Two recent stories illustrate the fascinating and complicated relationship Newt Gingrich has with the Republican party’s conservative base, and how that will play out if he wins the nomination. The first is Nate Silver’s piece in the New York Times, which convincingly demonstrates that the Gingrich revolution of 1994 solidified a move to the right by congressional Republicans that continues to this day.
That is, the average Republican in the House is more conservative than before Gingrich’s leadership, and that trend has persisted in his absence. While Gingrich may not be considered a Tea Partier per se, Silver’s data argue that Gingrich laid the foundation for the movement’s electoral success. In one sense, this would seem to make Gingrich the easy choice over Mitt Romney for conservatives. But the other story complicates the picture a bit.

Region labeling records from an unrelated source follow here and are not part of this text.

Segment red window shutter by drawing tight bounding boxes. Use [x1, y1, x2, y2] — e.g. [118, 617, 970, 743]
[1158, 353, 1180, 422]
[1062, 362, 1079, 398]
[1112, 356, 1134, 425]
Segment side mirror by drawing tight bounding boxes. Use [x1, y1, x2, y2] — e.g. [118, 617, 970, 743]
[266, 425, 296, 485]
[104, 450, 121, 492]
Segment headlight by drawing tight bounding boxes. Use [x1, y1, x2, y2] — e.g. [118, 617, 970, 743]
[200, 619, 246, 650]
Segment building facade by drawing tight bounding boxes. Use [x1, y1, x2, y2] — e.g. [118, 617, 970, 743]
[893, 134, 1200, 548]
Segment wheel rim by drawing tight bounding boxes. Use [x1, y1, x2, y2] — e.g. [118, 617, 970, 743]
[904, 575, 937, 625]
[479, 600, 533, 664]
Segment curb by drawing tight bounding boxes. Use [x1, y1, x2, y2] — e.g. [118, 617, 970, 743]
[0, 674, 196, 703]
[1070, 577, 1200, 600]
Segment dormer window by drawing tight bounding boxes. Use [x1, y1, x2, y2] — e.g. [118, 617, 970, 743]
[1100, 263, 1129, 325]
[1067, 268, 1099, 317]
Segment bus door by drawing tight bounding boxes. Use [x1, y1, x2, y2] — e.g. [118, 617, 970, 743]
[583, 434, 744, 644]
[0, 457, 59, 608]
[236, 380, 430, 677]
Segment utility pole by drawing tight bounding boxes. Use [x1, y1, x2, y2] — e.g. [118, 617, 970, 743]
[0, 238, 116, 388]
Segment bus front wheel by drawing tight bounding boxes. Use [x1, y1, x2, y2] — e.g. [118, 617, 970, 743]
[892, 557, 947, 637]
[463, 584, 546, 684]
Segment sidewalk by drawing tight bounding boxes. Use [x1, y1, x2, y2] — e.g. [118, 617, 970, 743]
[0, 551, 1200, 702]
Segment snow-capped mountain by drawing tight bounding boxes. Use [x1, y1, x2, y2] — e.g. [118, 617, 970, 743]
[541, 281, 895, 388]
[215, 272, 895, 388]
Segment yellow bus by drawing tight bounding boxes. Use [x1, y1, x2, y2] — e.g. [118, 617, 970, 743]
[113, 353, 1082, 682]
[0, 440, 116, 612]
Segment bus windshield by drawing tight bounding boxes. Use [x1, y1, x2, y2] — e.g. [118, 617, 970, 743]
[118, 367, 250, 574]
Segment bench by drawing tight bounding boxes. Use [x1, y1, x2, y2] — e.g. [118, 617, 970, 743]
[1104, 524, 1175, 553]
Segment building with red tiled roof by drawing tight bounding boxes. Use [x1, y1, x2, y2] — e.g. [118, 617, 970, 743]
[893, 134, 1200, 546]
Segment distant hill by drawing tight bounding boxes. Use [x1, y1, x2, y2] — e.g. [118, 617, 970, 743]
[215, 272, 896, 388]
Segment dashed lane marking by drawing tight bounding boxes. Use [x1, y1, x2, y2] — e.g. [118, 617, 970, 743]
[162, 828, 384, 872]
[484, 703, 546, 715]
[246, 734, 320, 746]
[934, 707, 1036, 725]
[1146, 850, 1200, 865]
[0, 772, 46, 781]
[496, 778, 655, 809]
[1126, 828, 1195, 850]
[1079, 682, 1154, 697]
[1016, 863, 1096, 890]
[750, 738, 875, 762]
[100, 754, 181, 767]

Liberal historian Michael Kazin writes that he “sincerely hope[s] Newt Gingrich wins the Republican nomination for president: It could bring a healthy candor to our politics and end up boosting the fortunes of liberalism as well.” Kazin’s reasoning is simple: President Obama would have to accept Gingrich’s debate challenge, and the result would be an intelligent, honest conversation about liberalism and conservatism in this country. Kazin thinks Obama would win the election, and thereby deal a serious blow to the credibility of American conservatism, as Americans would have (in his scenario) voiced a clear preference for liberalism.
Kazin needs to employ a type of bait-and-switch for this argument to have any coherence, however, because as Kazin must surely know, Gingrich is more a Rockefeller Republican than a Tea Party-style conservative, and does not instinctively shy away from an energetic federal government.
And therein lies the challenge for conservatives. Because Gingrich is tied to a certain degree to the conservative movement through his House leadership in the ’90s, a Gingrich loss to Obama would be spun by the media the way Kazin attempts to here. But to get an idea of the bad-faith spin the Democrats would employ, watch what Kazin does to bridge the ideological gap between Gingrich and the base:
When Gingrich calls for setting up a private retirement system to compete with Social Security, the president could explain why the current system is equitable as well as cheaper and more reliable. When Newt proposes that boards of citizens vote on whether undocumented immigrants in their localities should stay or be deported, Obama can respond with tales of the vigilante groups that terrorized German immigrants in World War I and Japanese-Americans in World War II. When Gingrich argues for a flat tax, the president would defend the egalitarian logic that underlies the progressive income tax. And if Newt really wants kids to spend time mopping the floors and cleaning the toilets of their schools, the president can remind him why child labor laws got passed in the first place….
It would expose the moral and logical defects of the conservative ideology that has been mostly dominant in the U.S. since 1980, even under Democratic presidents.
See what he did there? A private retirement system, immigrant deportation boards, a flat tax, and child labor–not one of these has been “conservative ideology that has been mostly dominant” in American politics. These are ideas that may or may not stick with Gingrich, not bedrock conservative policies that would have to be uprooted for Obama’s vision of America to take hold.
In one sense, this is just part of the left’s association of anything they deem good with liberalism and anything they deem bad with conservatism. But in another sense, it’s a preview of the coming intellectual attack on conservatism that helps explain why conservatives have been reluctant to throw their weight behind either of the current frontrunners.